Air conditionné

Plusieurs semaines déjà que Fanny tentait sans succès de me réserver un moment culbute. Récemment nommée adjointe déléguée aux affaires sociales du nouveau maire Front de Gauche de Montreuil, elle me confiait récemment par e-mail « ne pas compter ses heures, encore moins les demandes d’asile. »
C’est finalement un mardi soir qu’elle me reçoit dans son bureau, suite à une permanence tenue de 19 à 21 heures.
- On a peu de temps devant nous, mon mec s’inquiète quand je rentre tard.
- On étouffe ici.
- Il paraît qu’on est en juillet…
- Les communistes aiment pas la clim’ ?
- La sueur au front, ça nous connaît.
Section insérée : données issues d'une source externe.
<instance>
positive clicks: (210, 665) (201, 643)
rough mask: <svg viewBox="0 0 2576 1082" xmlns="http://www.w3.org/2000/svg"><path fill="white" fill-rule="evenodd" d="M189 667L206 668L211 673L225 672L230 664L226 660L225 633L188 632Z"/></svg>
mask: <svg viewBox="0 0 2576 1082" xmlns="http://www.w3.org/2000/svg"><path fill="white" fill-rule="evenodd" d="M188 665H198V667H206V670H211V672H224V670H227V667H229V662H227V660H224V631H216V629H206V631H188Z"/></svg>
À propos, j’espère que t’es d’humeur travailleuse ; un bail que j’ai pas pris mon pied. » dit-elle en remontant sa jupe, arc-boutée sur son bureau.
À peine deux-trois allers-retours que mon foutre monte à toute blinde. Je tente de calmer mon ardeur en fixant les affiches et tracts visibles en nombre sur les murs : des camarades, photographiés bouche grande ouverte et poing brandi, semblent comme m’exhorter au dépassement de soi via des slogans rageurs et autres accroches de circonstance : « On lâche rien ! », « La lutte c’est classe ! », « Moins d’égo, plus d’égal ! »…Peine perdue, je décharge dans un râle surjoué.
Fanny se retourne, l’air mauvais.
- DÉJÀ ?
- Navré. C’est pas faute d’avoir bataillé.
- Arrête. Si encore t’étais essouffé, le visage marqué…
- ….Rouge ? Tu sais bien, j’suis apolitique.
Elle me congédie d’un soupir, la porte se referme derrière moi dans un claquement retentissant.